Given a dense vector subspace there exists a discontinuous functional?

Question

I know that given an infinite dimensional Banach Space $E$ there exists a discontinuous functional $f$ (thanks to uncle Hamel) then its kernel will be a dense subspace of $E$. But what I can't solve is that given a dense vector subspace $X$ of $E$ if there exists a discontinuous functional $g:E\rightarrow \mathbb{R}$ such that $ker(g)=X$ ??

Answer 1

You need an additional assumption: $X$ has codimension $1$. That is, there exists some $u \notin X$ such that $X \oplus \operatorname{span}(u) = E$. Then, you can define a discontinuous linear functional $f$ by setting $f(x) = 0$ for all $x \in X$, and $f(\lambda u) = \lambda$ for $\lambda u \in \operatorname{span}(u)$.

EDIT: Here's an explicit counterexample: take $E = C[0, 1]$ with the supremum norm, and let $X$ be the space of polynomial functions (which is dense by the Stone-Weierstrass theorem).

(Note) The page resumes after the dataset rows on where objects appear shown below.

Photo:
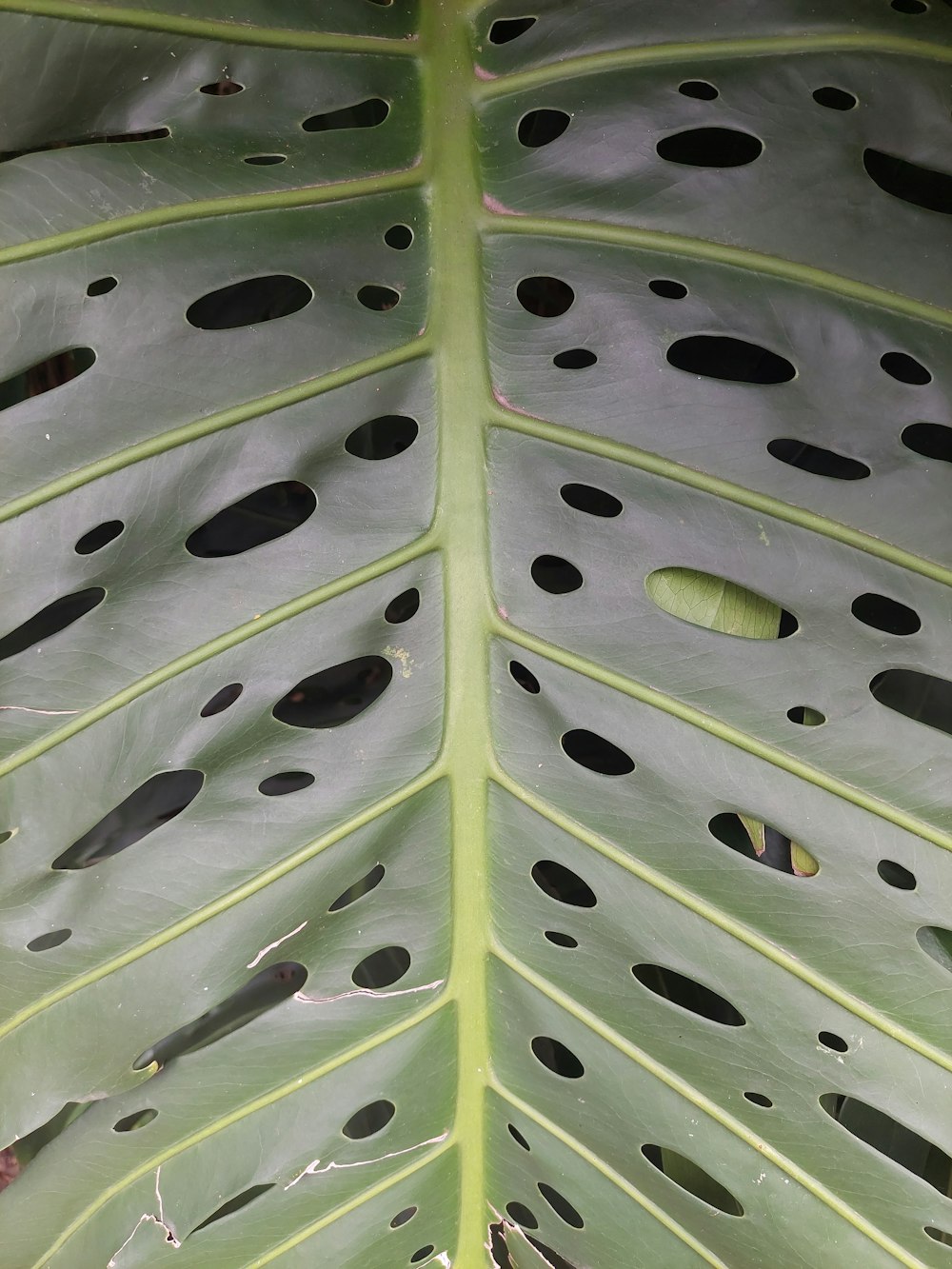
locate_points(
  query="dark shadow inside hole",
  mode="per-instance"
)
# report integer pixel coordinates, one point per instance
(99, 537)
(159, 800)
(544, 296)
(596, 753)
(383, 438)
(688, 994)
(558, 1058)
(555, 575)
(364, 114)
(912, 183)
(885, 614)
(562, 883)
(223, 698)
(526, 679)
(261, 517)
(369, 1120)
(506, 30)
(360, 888)
(710, 148)
(895, 875)
(817, 461)
(50, 621)
(52, 372)
(235, 1204)
(922, 697)
(692, 1178)
(723, 357)
(335, 696)
(541, 127)
(261, 994)
(929, 439)
(383, 967)
(249, 302)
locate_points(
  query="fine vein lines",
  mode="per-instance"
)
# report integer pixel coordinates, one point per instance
(623, 1183)
(236, 1116)
(704, 1104)
(707, 50)
(716, 917)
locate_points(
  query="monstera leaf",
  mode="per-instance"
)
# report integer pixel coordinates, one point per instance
(475, 675)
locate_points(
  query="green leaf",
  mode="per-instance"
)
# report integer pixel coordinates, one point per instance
(399, 405)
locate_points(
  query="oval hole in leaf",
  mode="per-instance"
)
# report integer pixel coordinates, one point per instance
(506, 30)
(265, 515)
(250, 302)
(235, 1204)
(687, 994)
(891, 1139)
(905, 368)
(929, 439)
(895, 875)
(555, 575)
(541, 127)
(710, 148)
(149, 807)
(593, 502)
(885, 614)
(285, 782)
(545, 297)
(562, 883)
(383, 438)
(922, 697)
(45, 942)
(368, 1120)
(692, 1178)
(221, 700)
(596, 753)
(335, 696)
(365, 114)
(562, 1206)
(723, 357)
(558, 1058)
(99, 537)
(265, 991)
(137, 1120)
(360, 888)
(922, 187)
(383, 967)
(718, 605)
(815, 460)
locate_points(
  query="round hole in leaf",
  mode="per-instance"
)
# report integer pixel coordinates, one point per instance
(834, 98)
(562, 883)
(383, 967)
(368, 1120)
(45, 942)
(399, 236)
(558, 1058)
(383, 438)
(666, 288)
(99, 537)
(700, 89)
(541, 127)
(223, 698)
(544, 296)
(403, 608)
(137, 1120)
(526, 679)
(555, 575)
(905, 368)
(895, 875)
(596, 753)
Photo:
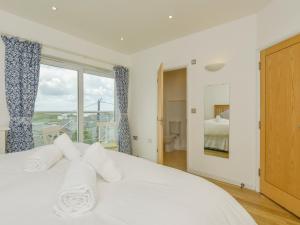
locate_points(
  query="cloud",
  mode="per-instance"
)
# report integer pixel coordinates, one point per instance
(58, 90)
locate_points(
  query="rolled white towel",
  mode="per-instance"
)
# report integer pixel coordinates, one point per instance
(65, 144)
(78, 193)
(97, 157)
(43, 158)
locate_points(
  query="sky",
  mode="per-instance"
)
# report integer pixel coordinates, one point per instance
(58, 91)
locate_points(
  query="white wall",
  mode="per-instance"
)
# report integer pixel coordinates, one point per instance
(57, 44)
(278, 21)
(235, 44)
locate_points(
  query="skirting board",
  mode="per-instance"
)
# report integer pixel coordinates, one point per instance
(222, 179)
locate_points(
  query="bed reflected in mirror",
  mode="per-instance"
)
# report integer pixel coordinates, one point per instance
(217, 120)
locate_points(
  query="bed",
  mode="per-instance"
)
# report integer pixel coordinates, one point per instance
(216, 130)
(148, 194)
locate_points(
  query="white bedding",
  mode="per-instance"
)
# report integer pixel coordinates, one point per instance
(149, 194)
(215, 127)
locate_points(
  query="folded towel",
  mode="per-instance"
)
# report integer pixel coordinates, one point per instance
(43, 158)
(97, 157)
(65, 144)
(78, 193)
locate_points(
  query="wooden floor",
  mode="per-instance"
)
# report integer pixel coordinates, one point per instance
(263, 210)
(175, 159)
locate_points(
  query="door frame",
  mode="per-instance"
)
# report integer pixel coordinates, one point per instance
(167, 69)
(279, 196)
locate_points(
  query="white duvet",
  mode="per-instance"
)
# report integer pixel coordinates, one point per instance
(148, 194)
(214, 127)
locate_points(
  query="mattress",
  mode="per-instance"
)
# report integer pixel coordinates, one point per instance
(218, 143)
(148, 194)
(215, 127)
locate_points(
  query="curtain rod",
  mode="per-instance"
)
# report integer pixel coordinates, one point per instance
(62, 50)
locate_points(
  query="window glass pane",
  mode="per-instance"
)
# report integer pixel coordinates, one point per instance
(98, 93)
(57, 89)
(56, 104)
(99, 116)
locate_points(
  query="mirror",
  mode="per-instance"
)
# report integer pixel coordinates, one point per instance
(217, 120)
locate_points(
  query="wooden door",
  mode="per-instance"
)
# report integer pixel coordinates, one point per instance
(280, 124)
(160, 114)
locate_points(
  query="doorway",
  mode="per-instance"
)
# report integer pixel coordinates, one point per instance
(172, 95)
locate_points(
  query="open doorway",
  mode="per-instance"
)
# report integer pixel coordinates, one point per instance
(172, 136)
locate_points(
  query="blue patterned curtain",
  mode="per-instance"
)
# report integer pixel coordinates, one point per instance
(22, 65)
(122, 80)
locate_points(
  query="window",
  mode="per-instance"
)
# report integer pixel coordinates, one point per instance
(75, 100)
(99, 106)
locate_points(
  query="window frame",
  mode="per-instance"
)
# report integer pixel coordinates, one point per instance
(81, 70)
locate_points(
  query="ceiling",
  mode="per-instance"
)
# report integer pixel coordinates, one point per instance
(142, 23)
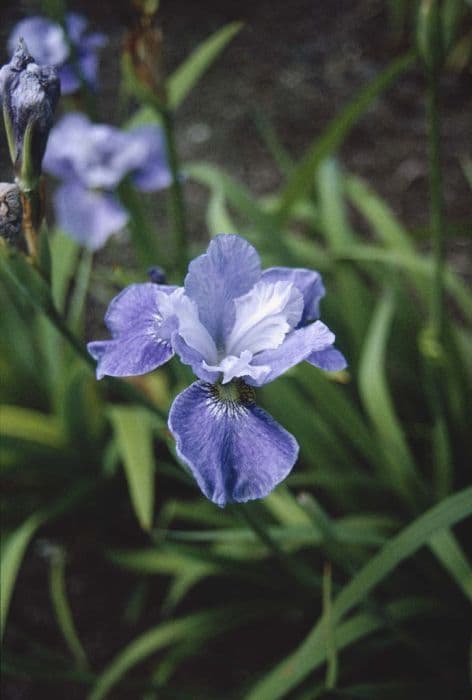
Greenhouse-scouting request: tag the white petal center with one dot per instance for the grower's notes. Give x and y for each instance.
(264, 316)
(233, 366)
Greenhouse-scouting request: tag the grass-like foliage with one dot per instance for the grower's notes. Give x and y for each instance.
(351, 579)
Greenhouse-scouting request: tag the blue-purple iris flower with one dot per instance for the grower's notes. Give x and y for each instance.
(73, 51)
(91, 160)
(238, 327)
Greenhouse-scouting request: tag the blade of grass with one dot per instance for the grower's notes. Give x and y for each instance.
(186, 76)
(311, 652)
(396, 464)
(200, 626)
(134, 437)
(57, 588)
(301, 179)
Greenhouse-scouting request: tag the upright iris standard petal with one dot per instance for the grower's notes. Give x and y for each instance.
(141, 333)
(263, 317)
(308, 282)
(66, 146)
(229, 269)
(236, 451)
(89, 217)
(297, 347)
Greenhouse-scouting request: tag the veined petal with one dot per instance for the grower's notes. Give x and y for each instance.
(264, 316)
(190, 356)
(331, 360)
(297, 346)
(232, 366)
(131, 354)
(229, 269)
(190, 327)
(308, 282)
(138, 306)
(89, 217)
(142, 331)
(236, 451)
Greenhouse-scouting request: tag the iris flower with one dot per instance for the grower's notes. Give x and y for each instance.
(91, 160)
(239, 328)
(72, 51)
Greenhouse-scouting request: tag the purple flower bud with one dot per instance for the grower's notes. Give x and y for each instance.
(11, 212)
(71, 49)
(29, 95)
(157, 274)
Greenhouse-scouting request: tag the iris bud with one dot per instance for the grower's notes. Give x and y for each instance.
(29, 95)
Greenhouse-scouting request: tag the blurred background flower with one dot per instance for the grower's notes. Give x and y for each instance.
(92, 160)
(70, 49)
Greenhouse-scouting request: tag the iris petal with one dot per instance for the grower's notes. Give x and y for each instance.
(264, 316)
(236, 451)
(130, 355)
(89, 217)
(308, 282)
(297, 346)
(229, 269)
(141, 332)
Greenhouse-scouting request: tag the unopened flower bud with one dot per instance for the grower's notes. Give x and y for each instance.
(11, 212)
(29, 95)
(157, 274)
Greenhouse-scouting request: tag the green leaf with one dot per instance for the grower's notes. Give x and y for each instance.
(311, 652)
(235, 194)
(218, 218)
(57, 588)
(301, 179)
(333, 220)
(30, 425)
(397, 464)
(199, 626)
(17, 542)
(382, 220)
(184, 79)
(448, 551)
(134, 436)
(13, 551)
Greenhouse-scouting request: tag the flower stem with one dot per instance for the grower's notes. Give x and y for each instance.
(436, 204)
(31, 201)
(442, 451)
(176, 199)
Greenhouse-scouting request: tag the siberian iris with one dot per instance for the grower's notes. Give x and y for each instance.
(91, 160)
(238, 327)
(71, 50)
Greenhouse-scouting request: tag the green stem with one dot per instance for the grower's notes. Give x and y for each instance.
(57, 587)
(442, 451)
(176, 199)
(298, 571)
(82, 279)
(436, 205)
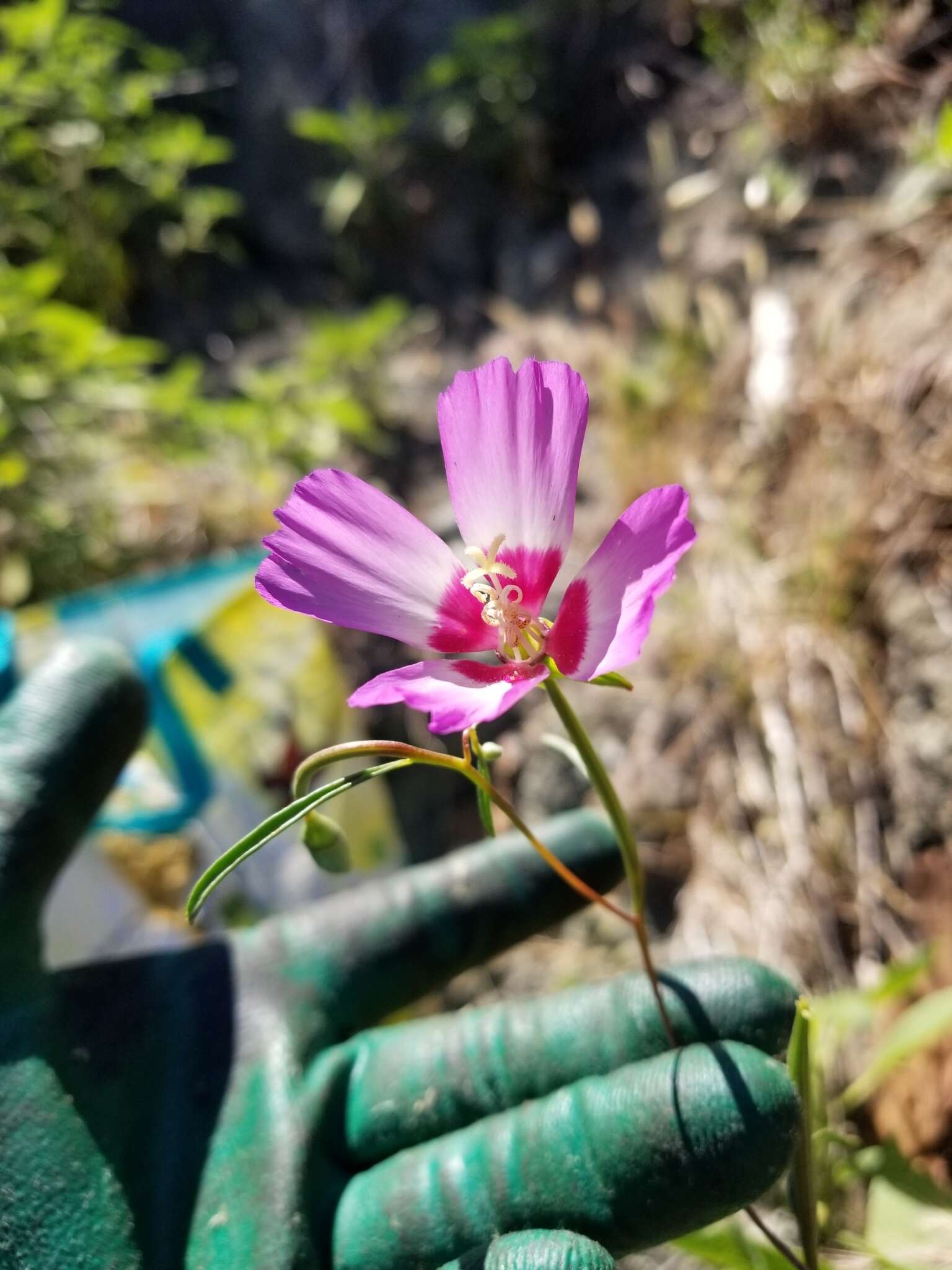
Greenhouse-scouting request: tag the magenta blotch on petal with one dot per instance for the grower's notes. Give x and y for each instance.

I claim that there is no functional $f : E \to \mathbb{R}$ such that $\operatorname{ker} f = X$.

Suppose there was, and consider the values of $f(\sin)$ and $f(\cos)$. Note that these numbers must not be $0$. But then we have $$f\left(f(\sin)\cos - f(\cos)\sin\right) = 0,$$ hence $f(\sin)\cos - f(\cos)\sin \in X$, which is to say, it is a polynomial. But, this would imply that some $n$th derivative of $f(\sin)\cos - f(\cos)\sin$ is $0$, which would in turn imply that $\sin$ and $\cos$ are linearly dependent, which they are clearly not.

This is a contradiction; no such $f$ exists.